Nevertheless, the economic impact of The fight against recent tariffs is minimal compared to other, looming trade issues between Canada and the US: possible car fares and threats against Nafta. Trump and Trudeau have recently collided, and the president warns that Canada will pay for it.

"If they said tomorrow that these car fares are in place, that will be a significant achievement," said Mark Chandler, head of pension research at RBC Capital Markets. "People are more worried about what happens to cars."

Linda Hasenfratz, CEO of car manufacturer Linamar Corp., went even further and said that this was the "next and final step to an economic disaster"

The tariffs are never good, they add costs, ultimately hit the consumer and hammer the economy, "she said, adding that US metal tariffs are increasing the cost of the auto industry, which will eventually lead to layoffs, and Linamar's stock fell to a 14-month low on Thursday in Toronto.

There are mixed views on how quickly Canada should continue with its retaliation: Canada's largest steel producer, a unit of ArcelorMittal, has warned that 1,000 direct jobs are threatened by US taxes, Ken Neumann, the national director of the United Steelworkers for Canada said this week's MPs said he was "very worried that Canadian industry was going through the month delay has already been damaged. "

But others fear the government is moving too fast.

Domestic steel companies across the country expect Canada's retaliatory tariffs to increase as competition and supply of steel in the market continue to decline.

"We saw US prices skyrocketing, which had an impact" We're raising Canadian prices, "said Tim McMenamin, vice president of Ferrostaal Steel Canada Inc., a concrete importer

"If I had a message for the Federal Government today, it would be a glimpse before jumping," Manitoba's Treasury Secretary Cameron Friesen said during a meeting of finance ministers in Ottawa is a view repeated by a business owner during legislature hearings.

"I think Trump is a bear, we should not poke him too hard, the bear will start roaring," said Bob Verwey, president of Owasco Inc. (19659002) The direct economic impact of Canada's US metal tariffs and retaliatory measures, either in terms of economic activity or inflation, will prevail low. Jean-Francois Perrault, Scotiabank's chief economist, expects "maximum" growth of 0.1 percentage points and less than one tenth of a percent of inflation.

"Our impression is that the impact on the economy will be low, but could be significant for the steel industry over time," said Perrault, adding that the outcome of the Nafta negotiations remains Canada's central trade issue ,

Steel costs could continue to rise as Canada makes plans to impose tariffs and quotas on non-US imports from China and other countries. The measures can already be announced next week, informed the familiar with the plans people. Finance Minister Bill Morneau said his government is "absolutely" behind metal-affected companies.
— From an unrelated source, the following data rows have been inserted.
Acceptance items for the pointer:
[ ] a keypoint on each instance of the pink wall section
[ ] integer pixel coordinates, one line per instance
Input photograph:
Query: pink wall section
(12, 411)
Canada is also facing risks from the US-China trade dispute. Canada sends three-quarters of its exports to the US, so any slowdown in US growth will affect Canada. At the same time, it is a major oil producer and any Chinese downturn could dampen demand.

"If you get a major trade war, the likelihood of a recession is real," Perrault said.

Bloomberg's Natalie Wong and Kristine Owram contributed.